If you really want to do what you want to do, then you have to also make
the probeset IDs identical within each block. So here you would have to
strip off the prepended species abbreviation, and convert the gga-let-7j
probes to let-7a_st, and then you would have just one probeset. But that
will be a lot of work for what I imagine will be very little gain.
Best,
Jim
On Wed, Aug 27, 2014 at 11:19 AM, James W. MacDonald <jmacdon at uw.edu> wrote:
> Hi Scott,
>
> As far as I can tell, you haven't made any changes to the cdf at all:
>
> > z <- make.cdf.env("newmir1.cdf")
> Reading CDF file.
> Creating CDF environment
> Wait for about 78
> dots.........................................................................
> > z
> <environment: 0x00000000113d5c08>
> > length(ls(z))
> [1] 7815
> > zz <- as.list(z)
> > table(sapply(zz, nrow))
>
> 4 8 9 10 11 20 25 40 50 67 73 88 89 90 91
> 92 94
> 6703 8 14 32 959 9 1 1 2 1 1 1 2 1 1
> 1 78
> > y <- make.cdf.env("miRNA-1_0.CDF")
> Reading CDF file.
> Creating CDF environment
> Wait for about 78
> dots..........................................................................
> > yy <- as.list(y)
> > length(yy)
> [1] 7815
> > table(sapply(yy, nrow))
>
> 4 8 9 10 11 20 25 40 50 67 73 88 89 90 91
> 92 94
> 6703 8 14 32 959 9 1 1 2 1 1 1 2 1 1
> 1 78
> > all.equal(names(zz), names(yy))
> [1] TRUE
>
> Best,
>
> Jim
>
>
>
>
> On Wed, Aug 27, 2014 at 10:31 AM, Scott Robinson <
> Scott.Robinson at glasgow.ac.uk> wrote:
>
>> Dear All,
>>
>> Since it exceeds 1MB, here is a link to the old ("miRNA-1_0.CDF") and new
>> ("newmir1.cdf") CDFs, test script and example CEL file:
>>
>> http://www.files.com/set/53fdeb0aa2176
>>
>> Thanks,
>>
>> Scott
>> ________________________________________
>> From: Scott Robinson [guest] [guest at bioconductor.org]

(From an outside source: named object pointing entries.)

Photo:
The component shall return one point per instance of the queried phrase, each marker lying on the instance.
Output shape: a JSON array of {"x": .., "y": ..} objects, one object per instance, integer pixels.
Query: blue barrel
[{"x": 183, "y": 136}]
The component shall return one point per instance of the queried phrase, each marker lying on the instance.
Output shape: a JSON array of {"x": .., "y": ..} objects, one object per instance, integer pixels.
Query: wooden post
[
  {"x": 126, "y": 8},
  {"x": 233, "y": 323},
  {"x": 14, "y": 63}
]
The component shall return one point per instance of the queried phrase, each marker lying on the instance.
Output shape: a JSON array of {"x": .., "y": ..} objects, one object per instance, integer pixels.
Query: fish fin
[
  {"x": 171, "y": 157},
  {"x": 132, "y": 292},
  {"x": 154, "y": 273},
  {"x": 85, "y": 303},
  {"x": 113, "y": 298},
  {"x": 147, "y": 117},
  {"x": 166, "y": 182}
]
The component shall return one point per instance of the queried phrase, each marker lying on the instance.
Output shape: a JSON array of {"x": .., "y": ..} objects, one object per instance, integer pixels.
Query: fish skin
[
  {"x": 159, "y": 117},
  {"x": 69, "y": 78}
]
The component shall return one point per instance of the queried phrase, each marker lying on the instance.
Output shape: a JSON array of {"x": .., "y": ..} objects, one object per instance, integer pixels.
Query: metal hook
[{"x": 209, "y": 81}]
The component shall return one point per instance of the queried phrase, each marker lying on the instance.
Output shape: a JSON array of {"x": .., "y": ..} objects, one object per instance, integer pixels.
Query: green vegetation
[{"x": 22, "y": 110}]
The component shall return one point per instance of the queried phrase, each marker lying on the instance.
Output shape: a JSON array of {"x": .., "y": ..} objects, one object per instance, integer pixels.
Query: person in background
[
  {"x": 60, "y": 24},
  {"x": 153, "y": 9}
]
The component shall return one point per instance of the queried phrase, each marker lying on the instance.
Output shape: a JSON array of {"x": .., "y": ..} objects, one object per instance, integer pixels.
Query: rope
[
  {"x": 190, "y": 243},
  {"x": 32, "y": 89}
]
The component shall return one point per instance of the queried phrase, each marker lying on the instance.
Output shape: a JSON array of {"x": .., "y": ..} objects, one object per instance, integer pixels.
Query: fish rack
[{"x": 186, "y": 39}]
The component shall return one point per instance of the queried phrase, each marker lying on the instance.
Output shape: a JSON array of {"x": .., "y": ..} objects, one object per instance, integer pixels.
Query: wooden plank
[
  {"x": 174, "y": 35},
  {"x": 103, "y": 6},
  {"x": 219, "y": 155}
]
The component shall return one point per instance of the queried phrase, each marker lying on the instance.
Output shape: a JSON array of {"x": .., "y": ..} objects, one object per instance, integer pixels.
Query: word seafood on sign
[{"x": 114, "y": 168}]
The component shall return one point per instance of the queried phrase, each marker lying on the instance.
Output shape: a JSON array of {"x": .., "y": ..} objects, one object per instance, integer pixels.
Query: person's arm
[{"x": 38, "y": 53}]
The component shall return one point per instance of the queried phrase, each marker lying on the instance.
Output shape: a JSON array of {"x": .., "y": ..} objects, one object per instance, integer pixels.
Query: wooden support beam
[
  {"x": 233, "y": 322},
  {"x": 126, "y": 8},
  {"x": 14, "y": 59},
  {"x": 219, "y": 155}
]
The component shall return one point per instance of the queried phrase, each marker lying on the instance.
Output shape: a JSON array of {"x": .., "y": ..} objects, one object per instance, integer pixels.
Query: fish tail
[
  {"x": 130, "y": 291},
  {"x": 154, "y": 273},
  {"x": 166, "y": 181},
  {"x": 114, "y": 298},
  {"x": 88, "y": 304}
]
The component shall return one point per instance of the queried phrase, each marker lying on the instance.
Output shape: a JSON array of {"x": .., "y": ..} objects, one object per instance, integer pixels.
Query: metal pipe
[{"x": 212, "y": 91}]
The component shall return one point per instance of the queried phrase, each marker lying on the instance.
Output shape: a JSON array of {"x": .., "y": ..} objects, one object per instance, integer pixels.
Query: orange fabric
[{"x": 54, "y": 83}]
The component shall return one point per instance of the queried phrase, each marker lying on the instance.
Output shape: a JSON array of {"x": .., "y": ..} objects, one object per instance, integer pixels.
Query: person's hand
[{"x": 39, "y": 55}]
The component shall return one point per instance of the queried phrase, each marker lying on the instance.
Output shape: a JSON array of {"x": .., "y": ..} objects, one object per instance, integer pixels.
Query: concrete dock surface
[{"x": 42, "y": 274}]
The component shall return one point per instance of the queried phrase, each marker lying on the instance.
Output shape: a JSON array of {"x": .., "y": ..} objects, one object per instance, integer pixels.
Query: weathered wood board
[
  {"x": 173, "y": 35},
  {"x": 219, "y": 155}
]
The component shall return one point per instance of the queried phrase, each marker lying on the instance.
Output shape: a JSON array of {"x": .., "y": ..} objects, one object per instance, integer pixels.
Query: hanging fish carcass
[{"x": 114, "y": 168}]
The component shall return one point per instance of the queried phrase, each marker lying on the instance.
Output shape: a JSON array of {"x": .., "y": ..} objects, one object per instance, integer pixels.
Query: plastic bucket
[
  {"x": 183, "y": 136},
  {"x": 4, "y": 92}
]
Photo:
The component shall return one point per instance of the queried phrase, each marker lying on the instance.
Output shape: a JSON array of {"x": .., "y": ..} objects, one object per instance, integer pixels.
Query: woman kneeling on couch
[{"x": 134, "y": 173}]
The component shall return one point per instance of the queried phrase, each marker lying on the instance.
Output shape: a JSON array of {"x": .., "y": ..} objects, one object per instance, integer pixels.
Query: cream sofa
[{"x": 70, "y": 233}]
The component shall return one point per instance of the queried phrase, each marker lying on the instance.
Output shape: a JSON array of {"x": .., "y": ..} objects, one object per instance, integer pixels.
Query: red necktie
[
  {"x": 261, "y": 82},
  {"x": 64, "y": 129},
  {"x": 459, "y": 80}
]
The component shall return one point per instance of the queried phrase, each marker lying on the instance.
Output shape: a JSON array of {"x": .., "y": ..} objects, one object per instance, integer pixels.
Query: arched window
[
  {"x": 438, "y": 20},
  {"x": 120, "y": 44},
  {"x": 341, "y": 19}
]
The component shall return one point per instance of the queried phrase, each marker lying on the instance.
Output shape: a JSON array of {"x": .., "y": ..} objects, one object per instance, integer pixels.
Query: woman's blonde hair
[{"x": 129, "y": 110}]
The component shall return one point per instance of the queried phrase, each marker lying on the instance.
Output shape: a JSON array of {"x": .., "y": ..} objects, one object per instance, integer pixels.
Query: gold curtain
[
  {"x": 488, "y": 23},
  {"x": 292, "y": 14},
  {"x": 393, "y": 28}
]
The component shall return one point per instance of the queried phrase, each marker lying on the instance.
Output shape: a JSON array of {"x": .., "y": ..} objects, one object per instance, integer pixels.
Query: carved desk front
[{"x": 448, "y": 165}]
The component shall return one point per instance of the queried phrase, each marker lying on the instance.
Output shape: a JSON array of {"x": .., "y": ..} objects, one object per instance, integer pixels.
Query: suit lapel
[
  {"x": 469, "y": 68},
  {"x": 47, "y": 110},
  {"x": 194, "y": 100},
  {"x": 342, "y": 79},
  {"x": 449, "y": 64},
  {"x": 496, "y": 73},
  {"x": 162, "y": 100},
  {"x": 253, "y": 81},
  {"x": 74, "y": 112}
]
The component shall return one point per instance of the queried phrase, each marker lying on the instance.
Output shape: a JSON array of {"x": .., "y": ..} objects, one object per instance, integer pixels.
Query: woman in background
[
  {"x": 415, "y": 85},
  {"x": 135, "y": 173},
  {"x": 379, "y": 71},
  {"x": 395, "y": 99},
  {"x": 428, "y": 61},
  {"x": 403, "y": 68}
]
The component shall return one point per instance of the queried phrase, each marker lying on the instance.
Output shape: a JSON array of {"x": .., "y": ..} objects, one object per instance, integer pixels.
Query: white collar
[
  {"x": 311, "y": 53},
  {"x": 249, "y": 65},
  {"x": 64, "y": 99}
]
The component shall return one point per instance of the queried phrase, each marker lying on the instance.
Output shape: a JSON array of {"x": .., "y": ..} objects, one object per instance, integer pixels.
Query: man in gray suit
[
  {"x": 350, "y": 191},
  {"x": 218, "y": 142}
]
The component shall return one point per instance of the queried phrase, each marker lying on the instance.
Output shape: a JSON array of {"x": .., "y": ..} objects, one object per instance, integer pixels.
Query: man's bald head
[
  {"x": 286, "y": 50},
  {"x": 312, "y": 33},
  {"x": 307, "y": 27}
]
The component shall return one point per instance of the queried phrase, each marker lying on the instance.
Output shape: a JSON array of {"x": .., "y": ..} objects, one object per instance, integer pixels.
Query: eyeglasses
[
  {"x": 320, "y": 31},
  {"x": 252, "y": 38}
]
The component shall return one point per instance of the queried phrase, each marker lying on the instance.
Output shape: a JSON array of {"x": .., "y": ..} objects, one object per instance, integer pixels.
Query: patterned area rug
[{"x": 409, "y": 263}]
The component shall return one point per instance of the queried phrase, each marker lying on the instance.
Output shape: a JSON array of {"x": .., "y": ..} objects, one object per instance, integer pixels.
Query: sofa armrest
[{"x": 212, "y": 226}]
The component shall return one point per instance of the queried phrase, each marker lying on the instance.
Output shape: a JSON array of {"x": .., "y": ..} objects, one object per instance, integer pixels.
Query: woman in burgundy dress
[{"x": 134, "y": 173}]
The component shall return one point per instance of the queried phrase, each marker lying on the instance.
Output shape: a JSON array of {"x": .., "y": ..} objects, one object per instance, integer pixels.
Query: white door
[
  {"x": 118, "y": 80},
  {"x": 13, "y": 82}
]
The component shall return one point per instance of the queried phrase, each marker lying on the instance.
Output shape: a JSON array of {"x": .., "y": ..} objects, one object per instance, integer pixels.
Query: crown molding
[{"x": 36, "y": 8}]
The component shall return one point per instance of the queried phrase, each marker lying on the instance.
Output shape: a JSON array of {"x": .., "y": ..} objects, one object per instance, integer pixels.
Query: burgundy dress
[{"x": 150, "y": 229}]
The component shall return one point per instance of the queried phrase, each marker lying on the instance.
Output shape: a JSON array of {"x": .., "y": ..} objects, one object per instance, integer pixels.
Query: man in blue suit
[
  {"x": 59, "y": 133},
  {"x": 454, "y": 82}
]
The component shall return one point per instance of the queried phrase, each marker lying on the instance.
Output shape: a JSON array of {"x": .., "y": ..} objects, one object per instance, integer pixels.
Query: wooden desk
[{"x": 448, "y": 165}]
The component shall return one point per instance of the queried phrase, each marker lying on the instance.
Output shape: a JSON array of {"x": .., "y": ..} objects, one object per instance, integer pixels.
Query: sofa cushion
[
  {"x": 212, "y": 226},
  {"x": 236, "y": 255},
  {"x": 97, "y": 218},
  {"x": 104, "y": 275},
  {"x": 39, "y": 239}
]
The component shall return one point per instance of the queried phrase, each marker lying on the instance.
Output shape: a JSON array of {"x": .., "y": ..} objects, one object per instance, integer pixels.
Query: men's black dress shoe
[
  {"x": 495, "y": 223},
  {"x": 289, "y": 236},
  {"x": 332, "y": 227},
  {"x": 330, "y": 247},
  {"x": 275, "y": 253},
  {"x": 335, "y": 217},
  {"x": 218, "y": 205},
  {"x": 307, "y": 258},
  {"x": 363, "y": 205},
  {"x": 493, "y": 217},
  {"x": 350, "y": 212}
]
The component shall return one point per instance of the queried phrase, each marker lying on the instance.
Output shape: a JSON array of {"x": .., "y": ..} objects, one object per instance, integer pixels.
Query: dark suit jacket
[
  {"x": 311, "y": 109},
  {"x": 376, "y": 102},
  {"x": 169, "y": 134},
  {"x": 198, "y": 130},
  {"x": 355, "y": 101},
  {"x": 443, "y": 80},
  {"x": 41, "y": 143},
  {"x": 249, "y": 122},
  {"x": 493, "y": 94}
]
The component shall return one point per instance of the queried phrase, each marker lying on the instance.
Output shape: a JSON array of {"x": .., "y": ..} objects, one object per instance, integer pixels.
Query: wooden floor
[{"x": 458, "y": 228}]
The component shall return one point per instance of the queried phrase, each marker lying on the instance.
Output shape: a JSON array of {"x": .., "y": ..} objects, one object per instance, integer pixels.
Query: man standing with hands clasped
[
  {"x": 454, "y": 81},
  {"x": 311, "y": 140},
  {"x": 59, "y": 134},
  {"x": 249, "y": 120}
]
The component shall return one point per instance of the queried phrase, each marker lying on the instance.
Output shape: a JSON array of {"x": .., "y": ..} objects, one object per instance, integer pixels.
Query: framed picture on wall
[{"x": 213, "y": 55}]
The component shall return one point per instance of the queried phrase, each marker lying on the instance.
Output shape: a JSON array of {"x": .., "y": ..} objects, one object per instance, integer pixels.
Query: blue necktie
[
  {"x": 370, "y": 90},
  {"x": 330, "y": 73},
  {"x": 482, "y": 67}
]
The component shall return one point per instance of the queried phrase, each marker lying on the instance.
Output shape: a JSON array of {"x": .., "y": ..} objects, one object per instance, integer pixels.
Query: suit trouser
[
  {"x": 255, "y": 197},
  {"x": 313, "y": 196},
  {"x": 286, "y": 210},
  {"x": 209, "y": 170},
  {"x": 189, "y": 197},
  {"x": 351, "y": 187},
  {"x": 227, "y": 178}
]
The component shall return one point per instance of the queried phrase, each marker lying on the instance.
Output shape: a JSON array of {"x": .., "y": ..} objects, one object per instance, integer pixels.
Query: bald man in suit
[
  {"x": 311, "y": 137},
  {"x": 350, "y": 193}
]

>> Sent: 27 August 2014 13:11
>> To: bioconductor at r-project.org; Scott Robinson
>> Cc: makecdfenv Maintainer
>> Subject: Using custom CDF with 'make.cdf.env'
>>
>> Dear List,
>>
>> I made a custom CDF by modifying the original Affymetrix miRNA v1 file.
>> As there is a great level of redundancy in this chip I have condensed the
>> original 7815 probe sets into 6190 probe sets (by 'moving' probes from one
>> set to another), however when I try making and attaching my new CDF
>> environment I still seem to have 7815 probe sets so presumably I must have
>> done something wrong.
>>
>> I have read the vignette and many similar posts to mine however still
>> cannot work out what I am doing wrong. Perhaps the problem is with the CDF
>> itself? I have a short script testing the functionality, the output of
>> which I have copied in below. I will gladly attach the script, CDFs and
>> example CEL file if there is nothing obviously wrong with the code - would
>> do this now but there doesn't appear to be an option on the webform.
>>
>> Many thanks,
>>
>> Scott
>>
>>
>> > folder <- "C:\Work\COPD-ASTHMA\microRNA files\newCDF\test\"
>> >
>> > setwd(paste0(folder,"CEL"))
>> > options(stringsAsFactors=FALSE)
>> > library(affy)
>> Loading required package: BiocGenerics
>> Loading required package: parallel
>>
>> Attaching package: ‘BiocGenerics’
>>
>> The following objects are masked from ‘package:parallel’:
>>
>> clusterApply, clusterApplyLB, clusterCall, clusterEvalQ,
>> clusterExport, clusterMap, parApply, parCapply, parLapply,
>> parLapplyLB, parRapply, parSapply, parSapplyLB
>>
>> The following object is masked from ‘package:stats’:
>>
>> xtabs
>>
>> The following objects are masked from ‘package:base’:
>>
>> anyDuplicated, as.data.frame, cbind, colnames, duplicated, eval,
>> Filter, Find, get, intersect, lapply, Map, mapply, match, mget,
>> order, paste, pmax, pmax.int, pmin, pmin.int, Position, rank,
>> rbind, Reduce, rep.int, rownames, sapply, setdiff, sort, table,
>> tapply, union, unique, unlist
>>
>> Loading required package: Biobase
>> Welcome to Bioconductor
>>
>> Vignettes contain introductory material; view with
>> 'browseVignettes()'. To cite Bioconductor, see
>> 'citation("Biobase")', and for packages 'citation("pkgname")'.
>>
>> > library(makecdfenv)
>> Loading required package: affyio
>> >
>> > cleancdfname("newmir1.cdf")
>> [1] "newmir1.cdf"
>> > newmir1 = make.cdf.env("newmir1.cdf")
>> Reading CDF file.
>> Creating CDF environment
>> Wait for about 78
>> dots.......................................................................
>> > Data <- ReadAffy()
>> > Data at cdfName <- "newmir1"
>> >
>> > Data
>> AffyBatch object
>> size of arrays=230x230 features (17 kb)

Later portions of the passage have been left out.